Кивнул, приглашая садиться.
Очки мутные, из ноздрей дым. Весь угловато-горбатый и скрипуче-шуршащий (под ним старое кресло с потертой обивкой). Говорят, когда он освобождает от стекол свои глаза, то вид у него мирный. Однако некоторые студенты, очевидно, те, которым незнаком его безокулярный облик, называют главного факультетского начальника Драконом.
«Дракон» придвинул ко мне сигареты и пепельницу.
— Можете курить.
Я на всякий случай отказался.

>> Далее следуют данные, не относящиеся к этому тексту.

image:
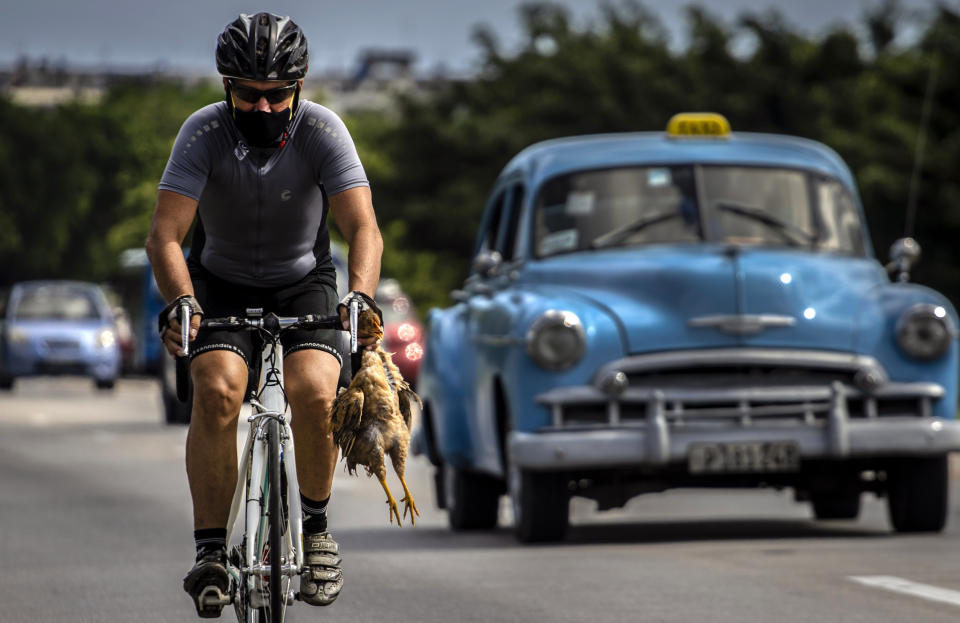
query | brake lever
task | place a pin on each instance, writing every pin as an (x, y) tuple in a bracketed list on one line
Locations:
[(354, 313), (185, 327)]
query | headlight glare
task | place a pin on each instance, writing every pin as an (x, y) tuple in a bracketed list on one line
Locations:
[(924, 332), (556, 340), (17, 336), (106, 338)]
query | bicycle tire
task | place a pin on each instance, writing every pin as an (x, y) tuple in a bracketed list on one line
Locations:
[(277, 598)]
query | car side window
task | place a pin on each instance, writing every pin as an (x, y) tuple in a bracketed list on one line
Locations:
[(489, 240), (508, 240)]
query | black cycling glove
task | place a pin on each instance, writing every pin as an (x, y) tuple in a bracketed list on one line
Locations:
[(365, 303)]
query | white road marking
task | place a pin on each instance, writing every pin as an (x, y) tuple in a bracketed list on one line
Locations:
[(900, 585)]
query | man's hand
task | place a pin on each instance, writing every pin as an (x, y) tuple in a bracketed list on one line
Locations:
[(169, 323), (363, 343), (171, 337)]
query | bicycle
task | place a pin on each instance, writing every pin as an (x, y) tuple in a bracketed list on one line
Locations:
[(270, 553)]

Не стоит кролику расслабляться перед… сказочным персонажем. Неизвестно, зачем вызван.
Декан глубоко затянулся, задержал дыхание, выдал из вспухших ноздрей тугие струйки дыма.
— Мне, товарищ студент, посчастливилось лично ознакомиться с вашим отчетом по практике. И вот что хочу спросить.
Пауза.
— Знаете ли вы, что такое КГБ?
И рассмеялся, запрокинув голову.
Он часто делает такие переходы-перекаты, об этом я тоже слышал. Причем неизвестно, чего эти перекаты сулят, к общечеловеческому добру они или к студенческой беде.
Я, конечно, тоже, из вежливости, ощерился. И потянулся за сигаретой, была не была. Тем более на халяву, — может, в последний раз.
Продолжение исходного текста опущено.